Yes, since Cispa can have sentences without verbs (and in fact particles
like "ip" modify the whole verb phrase; they might as well be called
adverbs).
Could you say "ip" by itself, as a response to a question for instance?
I haven't thought specifically about that. It could be like the English
word "the", which can't occur by itself but is generally considered a
separate word, although I think it makes just as much sense to say "ip"
as a concise reply where in English we'd say something like "Yes, I did"
or "yes, they were".
Not that I ever claimed anything about Chispa morphology, but it does
have a handful of prefixes and suffixes.... I haven't got any good
examples of isolating conlangs, except maybe for Vuki Lialia, which uses
"ta" to mark a verb as perfective.
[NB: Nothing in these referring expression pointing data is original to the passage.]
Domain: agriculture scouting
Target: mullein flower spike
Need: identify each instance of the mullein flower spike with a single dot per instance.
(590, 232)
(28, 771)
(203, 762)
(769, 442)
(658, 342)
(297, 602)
In the case of Vuki Lialia, "ta"
_can_ be used in isolation, as an exclamation meaning "Done!". But a
case marker like "ŋa" (genitive/accusative) doesn't make much sense by
itself, so I guess you could argue whether it counts as a separate word
or not.
(Now that I've mentioned Vuki Lialia, I know the number collectors out
there are going to want the numbers 1-10, so here they are: nu, vɔ, mɛ,
vina, hana, pɔtɔ, ŋana, tɔkɔ, tana, pɨ.)